We extracted the total RNA from each cell group, and reverse transcription was performed to synthesize cDNA using specific primers ( Supplementary Table S3 ). Data were analyzed using the 2-ΔΔCt method for quantification. GAPDH was the internal reference gene. The detection was performed with the Gentier 96E fluorescence quantitative PCR instrument made by TIANLONG, a company in China.

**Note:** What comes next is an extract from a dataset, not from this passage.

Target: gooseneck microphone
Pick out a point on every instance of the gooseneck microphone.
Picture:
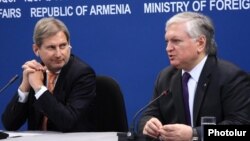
(13, 79)
(132, 134)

We used the RT-qPCR to compare the hub gene expression between the normal and control groups. After culturing cells for 72h, we utilized RT-qPCR to assess the hub gene expression in both the experimental group and the normal group. Subsequently, we replaced the fetal bovine serum in the culture medium with human serum, which was derived from residual blood collected post-transfusion in neonates with coagulation disorders at our institution. After an additional 72h, we performed RT-qPCR to evaluate the hub gene expression and the associated JAK-STAT and PI3K-Akt signaling pathways across all groups following induced overexpression. The experiment was repeated twice. Moreover, perform cell proliferation assays using the MTT Cell Proliferation and Cytotoxicity Detection Kit - 500T (Wanlei Biotechnology, Shanghai, China) and the Multiskan™ FC microplate reader (ThermoFisher, USA). Three parallel holes were set in each group, and the experiment was repeated three times. Referring to the literature (22), the concentration of MTT is 0.1 mg/mL; the wavelength of transmitted light is 565 nm. In 96-well plates, 5000 cells are seeded in each well.